Implementation differs: bubblewrap can run without network namespaces or with a unshare(CLONE_NEWNET) for full isolation; Docker uses --network=none plus a per-container network namespace if you want allow-listing.

When neither is enough

For truly hostile workloads (security research, user-submitted attack payloads), neither bubblewrap nor Docker-on-runc is sufficient. Step up to:

  • Docker + gVisor (runsc): kernel-level isolation, ~30% syscall overhead. The pragmatic next step.
  • Kata Containers: lightweight VMs as containers. Stronger isolation, heavier cold start.
  • Firecracker: AWS’s MicroVM. Used by Lambda. Cold start ~125 ms; very strong isolation.
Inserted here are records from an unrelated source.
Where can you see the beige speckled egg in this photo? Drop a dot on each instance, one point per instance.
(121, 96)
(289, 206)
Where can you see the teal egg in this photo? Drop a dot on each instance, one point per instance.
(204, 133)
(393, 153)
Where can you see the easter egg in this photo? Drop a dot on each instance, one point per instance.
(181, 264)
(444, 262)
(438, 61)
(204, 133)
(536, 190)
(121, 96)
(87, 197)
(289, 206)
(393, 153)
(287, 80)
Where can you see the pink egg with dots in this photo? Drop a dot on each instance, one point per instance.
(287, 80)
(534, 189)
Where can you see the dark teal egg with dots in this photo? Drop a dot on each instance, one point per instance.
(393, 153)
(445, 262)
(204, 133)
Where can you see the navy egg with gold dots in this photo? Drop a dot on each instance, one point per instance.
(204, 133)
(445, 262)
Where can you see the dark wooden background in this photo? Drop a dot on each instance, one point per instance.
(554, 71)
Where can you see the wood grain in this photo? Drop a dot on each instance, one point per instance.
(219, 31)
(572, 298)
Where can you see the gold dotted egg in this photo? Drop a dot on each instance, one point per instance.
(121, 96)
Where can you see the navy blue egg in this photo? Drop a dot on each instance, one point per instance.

For most multi-tenant AI gateway use cases, Docker + gVisor is the right ceiling. Beyond that you’re paying overhead you don’t need.

Recommendation

  • Linux + trusted-but-isolated workloads: bubblewrap. Fast, simple, well-suited.
  • Cross-platform or moderately-untrusted workloads: Docker with default seccomp + cap-drop.
  • Genuinely-untrusted (user-submitted code): Docker + gVisor.
  • Hostile workloads: Firecracker.

Pick per workload, not per cluster. The right choice for one tool isn’t the right choice for all of them.